Search code examples
regexpython-3.xregex-group

Are long regular expressions worse than short ones?


I was trying to learn about regular expressions for a project where I want to create a textmate grammar, regexes seem relatively simple but really hard to read for me, so I tried to create a utility module hat could generate them, it kinda works as intended and generate regular expressions that actually work, all aliased by easy to understand names.

for example:

struc_enum = OrGroup("struct", "enum")
whitespace = TAB_SPACE.at_least(1)

results in:

(?:struct|enum)
[ \t]+

in this case, there's not much benefit in using python aliases but then I can do:

valid_name = r"\b" + Group(ALPHA, ALPHANUMERIC.repeated())
struc_enum = OrGroup("struct", "enum")
typed_name = (struc_enum + whitespace).optional() + valid_name + whitespace + valid_name.captured()

and ths is what print(typed_name) displays:

(?:(?:(?:struct|enum)[ \t]+)?\b[a-zA-Z][a-zA-Z\d]*[ \t]+(\b[a-zA-Z][a-zA-Z\d]*))

This method can be used to create small snippets and concatenate them to construct more complex patterns, but for each level of concatenation the expression grows exponentially large, such that I could easily get at this point:

(?:(func)[\s]+([a-zA-Z_]+[a-zA-Z\d_]*)[\s]*\([\s]*(?:[a-zA-Z_]+[a-zA-Z\d_]*(?:[\s]*[a-zA-Z_]+[a-zA-Z\d_]*[*]{,2})?(?:[\s]*,[\s]*[a-zA-Z_]+[a-zA-Z\d_]*(?:[\s]*[a-zA-Z_]+[a-zA-Z\d_]*[*]{,2})?)*[\s]*)?\))

In an atom grammar this big regex above can match lines like this, but it doesn't seem to work elsewhere:

func myfunc(asd asd*, asd*, asdasd)
func do_foo01(type arg1, int arg2)

With enough patience, a human might construct an equivalent expression but probably much shorter, which raises the question. Are big regular expressions worse or better than the equivalent shorter ones int terms of computational overhead? At which point can we consider regexes too big?


Solution

  • I think this is a fine idea, but you need to be clear with yourself about the scale of the project you're undertaking.

    We almost never need to use regular expressions; we could take apart every string and write our own parsing operations using starts_with and ifs etc. But regex syntax is a mature, powerful system that let's us succinctly express certain kinds of logic.

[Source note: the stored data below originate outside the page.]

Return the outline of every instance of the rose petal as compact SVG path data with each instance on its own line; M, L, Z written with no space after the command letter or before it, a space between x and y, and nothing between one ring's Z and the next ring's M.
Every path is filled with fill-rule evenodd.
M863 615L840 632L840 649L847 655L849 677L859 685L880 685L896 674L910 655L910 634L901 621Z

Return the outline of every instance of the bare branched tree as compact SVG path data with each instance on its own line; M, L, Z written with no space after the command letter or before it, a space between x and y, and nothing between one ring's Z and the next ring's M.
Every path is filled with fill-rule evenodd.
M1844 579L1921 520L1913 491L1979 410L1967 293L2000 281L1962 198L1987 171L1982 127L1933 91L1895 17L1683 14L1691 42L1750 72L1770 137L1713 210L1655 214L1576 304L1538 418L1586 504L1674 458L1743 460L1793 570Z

    Often regexes are hard to read. There are some tools that can help, but the idea of a less succinct system for doing the stuff we currently do with regexs is sound. The hard part will be replicating the breadth, power, and reliability of existing regex systems.

    My guess is you'll be best served by learning to tolerate the density of regular expressions. Possibly we might be better served by you building a easier-to-read system for sting-parsing, but you'll have about 20 years of catching up to do.

    Regarding performance: Regexes are (can be) compiled. Depending on the context, this can have a big performance benefit.
    Anyway, like any sufficiently powerful language, the length of the instruction is a poor indicator of it's run-time complexity.